Adam Clayton Powell provided an overview of his lab’s research into new communication forms – everything from immersive media to using telepresence and haptics for physiotherapy. He also talked about the rise of citizen journalism, from OhMyNews in South Korea to the BBC’s use of readers’ mobile phone photos in the wake of the London bombing.
Maher is talking about his theory of ‘Blogonomics,’ which posits that there are 3 key areas for blogging: production, distribution and reception. Production and reception are merged in blogs, because the comments mechanism provides for immediate feedback, which frequently means the posts get altered.
Maher argues that a structured approach to understanding blogging can lead to its better use as a journalistic medium.
Nord is talking about the rise of interpretive news, or what used to be called ‘color’ stories, where the reporter provides an interpretation of the story, instead of just the headline. News analysis pieces – which are also part of the interpretive news phenomenon – lack transparency, proportion, credibility and lead to an ‘argument culture’. It can lead to ‘pseudo-journalism’, if not carefully labeled and edited, with clear policy descriptions, and a mechanism for correcting and discussing errors.
Mark Comerford is excellent. He’s talking about the crisis in journalism, brought about by lazy reporting and taking quotes out of context.

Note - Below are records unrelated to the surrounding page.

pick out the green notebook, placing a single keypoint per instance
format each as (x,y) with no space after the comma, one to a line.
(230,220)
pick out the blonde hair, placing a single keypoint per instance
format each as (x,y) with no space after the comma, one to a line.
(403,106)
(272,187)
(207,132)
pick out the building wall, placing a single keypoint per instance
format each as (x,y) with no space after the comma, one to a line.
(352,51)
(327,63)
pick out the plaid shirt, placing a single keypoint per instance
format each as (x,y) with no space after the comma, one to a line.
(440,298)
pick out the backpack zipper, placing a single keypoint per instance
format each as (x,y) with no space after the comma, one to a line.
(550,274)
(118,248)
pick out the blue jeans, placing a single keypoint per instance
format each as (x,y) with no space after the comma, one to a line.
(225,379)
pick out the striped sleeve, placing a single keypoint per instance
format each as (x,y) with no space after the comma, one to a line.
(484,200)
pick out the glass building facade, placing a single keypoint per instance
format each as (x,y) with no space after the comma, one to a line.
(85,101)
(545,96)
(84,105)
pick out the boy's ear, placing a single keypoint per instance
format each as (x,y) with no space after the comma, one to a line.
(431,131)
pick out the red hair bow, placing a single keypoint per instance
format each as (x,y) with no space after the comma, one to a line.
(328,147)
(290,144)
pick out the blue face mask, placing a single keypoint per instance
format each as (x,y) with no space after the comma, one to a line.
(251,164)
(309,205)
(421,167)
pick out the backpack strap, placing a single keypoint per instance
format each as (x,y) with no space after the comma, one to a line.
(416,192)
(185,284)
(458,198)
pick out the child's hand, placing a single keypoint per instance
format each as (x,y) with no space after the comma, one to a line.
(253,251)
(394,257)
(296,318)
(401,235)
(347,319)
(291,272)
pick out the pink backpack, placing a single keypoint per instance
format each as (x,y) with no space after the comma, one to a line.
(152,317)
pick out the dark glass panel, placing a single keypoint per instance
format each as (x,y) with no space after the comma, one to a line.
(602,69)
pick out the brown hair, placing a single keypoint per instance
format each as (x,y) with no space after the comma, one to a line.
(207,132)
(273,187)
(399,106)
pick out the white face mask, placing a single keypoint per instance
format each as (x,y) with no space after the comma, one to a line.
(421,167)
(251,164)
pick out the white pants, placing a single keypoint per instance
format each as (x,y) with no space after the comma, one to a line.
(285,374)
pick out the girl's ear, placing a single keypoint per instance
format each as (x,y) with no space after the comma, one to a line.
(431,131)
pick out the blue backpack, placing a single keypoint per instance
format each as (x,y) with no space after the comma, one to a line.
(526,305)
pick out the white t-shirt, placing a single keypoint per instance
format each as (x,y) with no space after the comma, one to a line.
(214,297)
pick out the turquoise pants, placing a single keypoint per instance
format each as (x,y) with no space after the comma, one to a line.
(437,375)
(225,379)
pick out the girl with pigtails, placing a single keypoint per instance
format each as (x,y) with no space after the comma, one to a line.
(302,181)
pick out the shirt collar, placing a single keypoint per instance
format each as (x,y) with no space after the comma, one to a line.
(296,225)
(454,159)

New media, by providing access to supplemental materials, including entire interviews, not just a single sound bite. Cell phones are going to be a huge factor in media distribution, he argues, and says that local communities must get involved in new technologies to ensure that their voices are heard.
The questions from the audience are also excellent. Numerous participants are active bloggers in their countries. One participant asks to what extent the blogger’s background is important; another asks for a dictionary definition of blogging and ‘blogonomics’.
Maher says he sees blogging as a practice, whereas Comerford thinks blogging is just a medium and not a message. Comerford argues that talking about ‘is blogging journalism?’ entirely misses the point: It’s the same as asking whether telephones are journalism.
Clayton Powell mentioned a shift in the New York Times toward interpretive reporting, where the editor says ‘we know who the good guys and the bad guys are,’ so we’ll take the labels like ‘News Analysis’ off the pages.